New York – Discovery Communications CEO David Zaslav said the programming giant’s international sports network – Eurosport – could begin looking to expand into more traditional (and more expensive) premier sports rights in the future.
At a Discovery Networks International breakfast presentation here Thursday, Zaslav praised Eurosport, in which the company agreed to purchase a controlling interest from French sports giant TF1 earlier this year. The deal is expected to close shortly.
Eurosport has carved out a niche in providing programming in sports like tennis, skiing and cycling.
At the New York presentation, Zaslav said the addition of Discovery’s global scope – its networks are available in 55 countries – should help Eurosport appeal to a broader market. And that could mean acquiring rights to events that have broader appeal.

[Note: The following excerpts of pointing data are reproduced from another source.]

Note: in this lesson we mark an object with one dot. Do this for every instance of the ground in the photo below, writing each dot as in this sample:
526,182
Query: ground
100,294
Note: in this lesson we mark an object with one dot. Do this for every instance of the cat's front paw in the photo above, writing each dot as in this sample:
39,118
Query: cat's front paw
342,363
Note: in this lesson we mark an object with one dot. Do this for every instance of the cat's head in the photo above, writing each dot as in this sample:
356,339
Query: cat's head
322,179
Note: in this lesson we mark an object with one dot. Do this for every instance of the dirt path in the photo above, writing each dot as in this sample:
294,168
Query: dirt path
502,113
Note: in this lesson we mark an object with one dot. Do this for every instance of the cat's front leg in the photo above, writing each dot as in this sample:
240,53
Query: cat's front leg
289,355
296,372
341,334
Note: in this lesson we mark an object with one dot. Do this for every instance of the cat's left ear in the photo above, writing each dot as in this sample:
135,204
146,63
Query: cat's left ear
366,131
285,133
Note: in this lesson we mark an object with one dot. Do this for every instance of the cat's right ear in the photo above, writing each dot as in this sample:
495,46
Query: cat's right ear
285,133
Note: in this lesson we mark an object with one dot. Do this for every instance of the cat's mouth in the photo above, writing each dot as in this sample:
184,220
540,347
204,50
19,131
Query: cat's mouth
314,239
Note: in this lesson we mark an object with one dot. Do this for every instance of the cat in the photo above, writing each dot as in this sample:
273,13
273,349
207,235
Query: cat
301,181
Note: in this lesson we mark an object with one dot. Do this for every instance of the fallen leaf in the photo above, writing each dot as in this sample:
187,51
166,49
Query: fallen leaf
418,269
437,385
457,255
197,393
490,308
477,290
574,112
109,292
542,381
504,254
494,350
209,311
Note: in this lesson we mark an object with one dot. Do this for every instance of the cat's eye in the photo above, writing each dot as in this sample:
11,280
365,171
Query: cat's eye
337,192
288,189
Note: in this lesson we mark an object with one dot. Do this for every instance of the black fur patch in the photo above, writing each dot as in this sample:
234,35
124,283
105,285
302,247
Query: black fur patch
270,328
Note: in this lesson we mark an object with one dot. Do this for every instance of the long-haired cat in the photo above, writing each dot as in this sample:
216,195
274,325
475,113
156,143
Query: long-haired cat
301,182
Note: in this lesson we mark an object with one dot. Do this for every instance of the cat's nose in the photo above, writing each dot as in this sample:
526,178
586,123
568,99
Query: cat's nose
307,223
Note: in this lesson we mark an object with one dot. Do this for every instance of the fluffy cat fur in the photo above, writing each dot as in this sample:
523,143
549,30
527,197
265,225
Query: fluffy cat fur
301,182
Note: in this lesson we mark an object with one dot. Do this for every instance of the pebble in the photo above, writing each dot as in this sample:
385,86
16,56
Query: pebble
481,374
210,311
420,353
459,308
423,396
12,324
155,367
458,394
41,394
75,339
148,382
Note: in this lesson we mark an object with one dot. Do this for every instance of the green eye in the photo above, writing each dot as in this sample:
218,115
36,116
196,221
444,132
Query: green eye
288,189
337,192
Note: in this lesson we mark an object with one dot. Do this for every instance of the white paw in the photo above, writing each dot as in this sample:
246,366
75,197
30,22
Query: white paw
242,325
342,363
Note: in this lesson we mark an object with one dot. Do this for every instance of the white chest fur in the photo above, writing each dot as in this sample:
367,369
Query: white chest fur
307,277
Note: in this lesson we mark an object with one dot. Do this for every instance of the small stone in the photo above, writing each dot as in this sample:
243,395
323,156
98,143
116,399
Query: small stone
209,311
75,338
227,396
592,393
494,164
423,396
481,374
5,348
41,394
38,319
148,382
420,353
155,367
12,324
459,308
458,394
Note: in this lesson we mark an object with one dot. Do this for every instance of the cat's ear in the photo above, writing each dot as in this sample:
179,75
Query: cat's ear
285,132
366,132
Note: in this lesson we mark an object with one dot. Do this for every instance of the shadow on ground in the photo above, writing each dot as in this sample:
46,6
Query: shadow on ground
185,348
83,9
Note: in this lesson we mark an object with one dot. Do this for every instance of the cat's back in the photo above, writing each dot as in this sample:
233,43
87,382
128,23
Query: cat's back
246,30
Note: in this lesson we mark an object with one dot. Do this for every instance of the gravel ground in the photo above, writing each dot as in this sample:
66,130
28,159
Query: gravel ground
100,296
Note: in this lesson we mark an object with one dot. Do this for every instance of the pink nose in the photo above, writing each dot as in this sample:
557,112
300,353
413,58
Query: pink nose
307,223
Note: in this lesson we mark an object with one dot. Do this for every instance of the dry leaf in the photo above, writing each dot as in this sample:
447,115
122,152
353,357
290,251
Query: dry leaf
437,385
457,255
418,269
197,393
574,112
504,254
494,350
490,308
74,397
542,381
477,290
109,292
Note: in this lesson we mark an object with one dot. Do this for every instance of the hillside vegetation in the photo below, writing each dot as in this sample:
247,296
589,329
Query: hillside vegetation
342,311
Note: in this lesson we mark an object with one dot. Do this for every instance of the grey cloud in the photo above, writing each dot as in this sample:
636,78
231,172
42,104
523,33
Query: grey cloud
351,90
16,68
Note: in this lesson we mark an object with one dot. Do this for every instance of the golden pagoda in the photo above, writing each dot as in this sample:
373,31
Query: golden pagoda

“We have the ability to go for anything. What’s more likely is that we’ll be disciplined,” Zaslav said. “The business is profitable today – they’ve been smart about locking in their key sports for the next several years – tennis, winter sports and cycling. Then the question becomes do we broadly or in select markets look to really drive much more aggressively into premier sports? We’re looking at that.”
Zaslav added that there could be opportunities for Eurosport to partner with other networks or broadcasters for rights, allowing the channels to share the airings of games.
“In markets where there are competitors bidding for premier content, in many cases they’re bidding for a package where they are buying so much content they can’t put it all on the broadcast platform,” Zaslav said. “In an environment where we would put in a little, we become the platform that carries some of the content but not all.”
Eurosport did a similar deal for Barclays Premier League games in Romania.
Zaslav’s comments came about a week after he told a U.K. audience at the FT Digital Media Conference in London March 27 that Discovery could bid on English Premier League soccer games.